AOPA Member: 07141481 AARP Member: 3209010556


     Avsim Board of Directors | Avsim Forums Moderator

As Bill mentioned above, the water should look amazing. How well will the water sit against the current mesh and texture resolutions, and once tessellation is applied what's the result? Not my area of expertise, so just wondering what the theory's are?

one thing that will be great with water if its done correctly in the sim is the displacement of floats when taking off on the water, that will look epic.. no more horrid wake effect.

-Paul-

The float planes will also be helped a lot by the fact that P3D has full bathemetrics(sp?) as part of the software so if boats and subs work in it there's no reason why float planes shouldn't be considerably more accurate

Paul Cordogan

 

   

The float planes will also be helped a lot by the fact that P3D has full bathemetrics(sp?) as part of the software so if boats and subs work in it there's no reason why float planes shouldn't be considerably more accurate

 

It certainly is exciting.

 

I wonder if an aircraft carrier could be made to actually bob and weave with the sea? If so, I'd have to dust my wire-trapping skills off and hope someone releases a V2.0 carrier that takes advantage of it.

Philip Manhart  :American Flag:
 

13.jpg

- "Wise men talk because they have something to say; fools, because they have to say something." ~ Plato

 

 


there are problems that can crop up when you utilize tessellation to add detail rather than designing your mesh with higher polygon counts from the get-go but developers are dealing with those issues.

 

Agree, tessellation (micropolygon) can produce some odd texture mapping issues ...  really needs two texture sets to get the best look with tessellation ON vs.

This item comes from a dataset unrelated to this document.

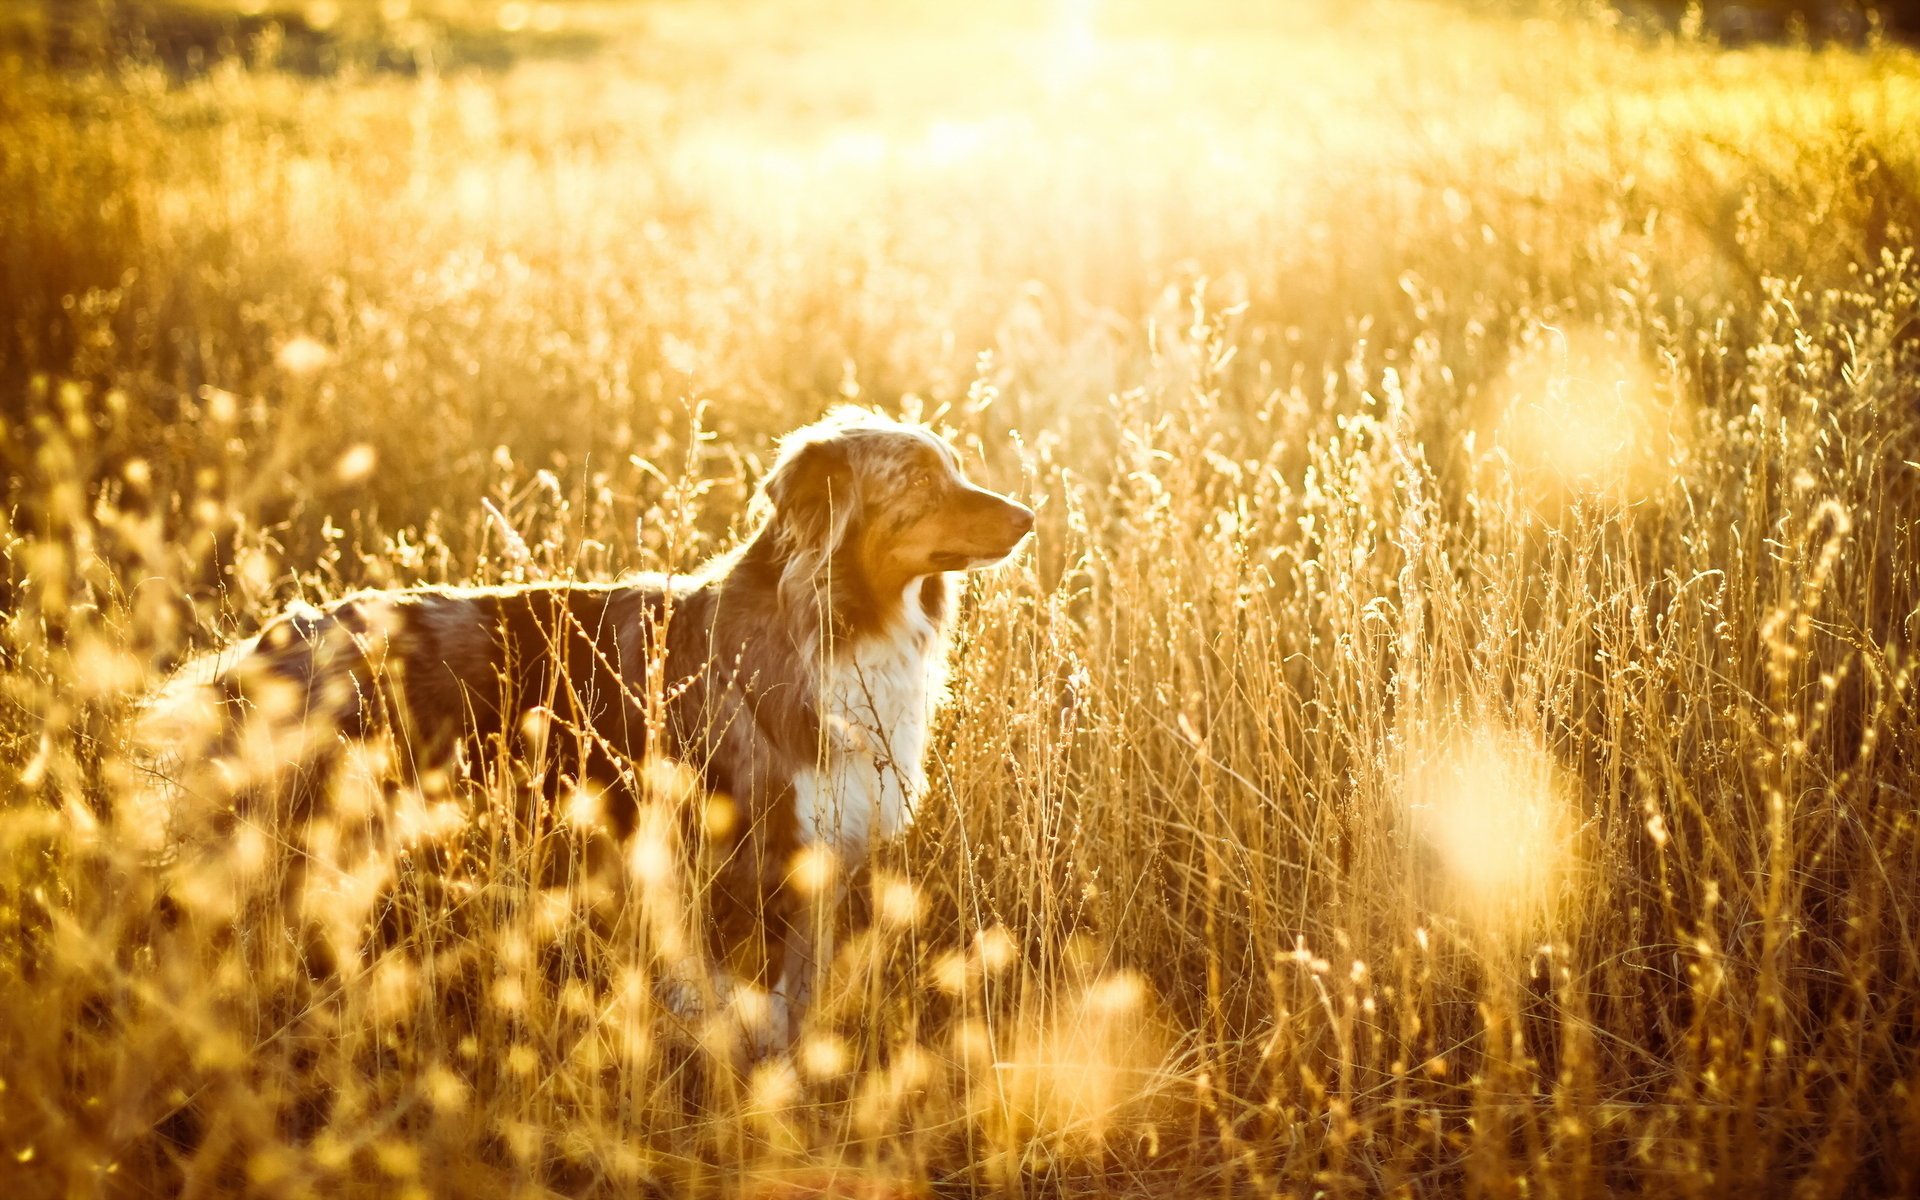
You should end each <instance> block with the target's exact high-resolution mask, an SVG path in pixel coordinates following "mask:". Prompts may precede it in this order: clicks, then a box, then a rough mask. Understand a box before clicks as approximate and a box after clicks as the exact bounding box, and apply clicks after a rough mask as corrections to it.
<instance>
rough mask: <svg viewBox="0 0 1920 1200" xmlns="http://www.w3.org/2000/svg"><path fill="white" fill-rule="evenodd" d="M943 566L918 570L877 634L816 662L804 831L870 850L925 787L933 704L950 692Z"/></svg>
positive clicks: (857, 638) (801, 825) (936, 705)
mask: <svg viewBox="0 0 1920 1200" xmlns="http://www.w3.org/2000/svg"><path fill="white" fill-rule="evenodd" d="M945 586H947V580H945V578H941V576H922V578H916V580H912V582H910V584H908V586H906V589H904V593H902V597H900V605H899V609H897V612H895V616H893V620H891V622H887V626H885V628H883V630H879V632H877V634H868V636H862V637H854V639H849V641H847V643H843V645H835V647H829V651H828V653H826V655H822V664H820V682H818V684H820V718H822V720H820V724H822V730H820V755H818V760H816V764H814V766H812V768H808V770H803V772H799V776H797V778H795V781H793V791H795V797H793V799H795V806H797V814H799V828H801V837H803V839H804V841H810V843H822V845H828V847H833V849H835V851H837V852H839V854H841V856H845V858H858V856H864V854H866V851H868V847H870V845H872V843H874V841H885V839H891V837H895V835H899V833H900V831H902V829H904V828H906V826H908V824H910V822H912V818H914V804H918V801H920V797H922V793H925V787H927V774H925V753H927V732H929V728H931V724H933V712H935V710H937V708H939V705H941V701H943V699H945V693H947V678H945V676H947V639H945V630H943V622H941V620H939V614H941V611H943V605H929V603H925V601H924V595H922V593H924V591H925V589H927V588H945Z"/></svg>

OFF.  If you look at the tessellation ON in that animated GIF you can see the stretching of the texture.  HSLS (Microsoft's) actually changes positions of vertices so the texture gets distorted (stretched) over the new geometry.

 

Obviously "new texture sets" are not required with DX11 Tessellation, but it might not look so good if used with all the existing FSX SP2 textures, or any 3rd party products that involve texture usage.  It'll be interesting to see how P3D V2.0 uses tessellation and just how much compatibility they retain.

 

But tessellation is very hard on GPUs (even when accelerated by hardware) ... it'll bring a Titan to it's knees even on relatively low resolutions 1920 x 1080 especially when combined with 4096 textures (which will work better with tessellation).  But that leads into my comment about multi-GPU support which is not going to be in V2.0 and might be in V2.1 -- tessellation and 4096 textures is going to require more than one GPU (yes even a Titan) to sustain moderate performance even at low resolutions.

 

I think P3D V2.0 will just give us a taste of potential, V2.1 will give us the ability to sustain high frame rates (at high levels of quality), and V3.0 will eventually get us 64bit ... just have to wait and see, but I'm hoping for a positive future for flight simulation.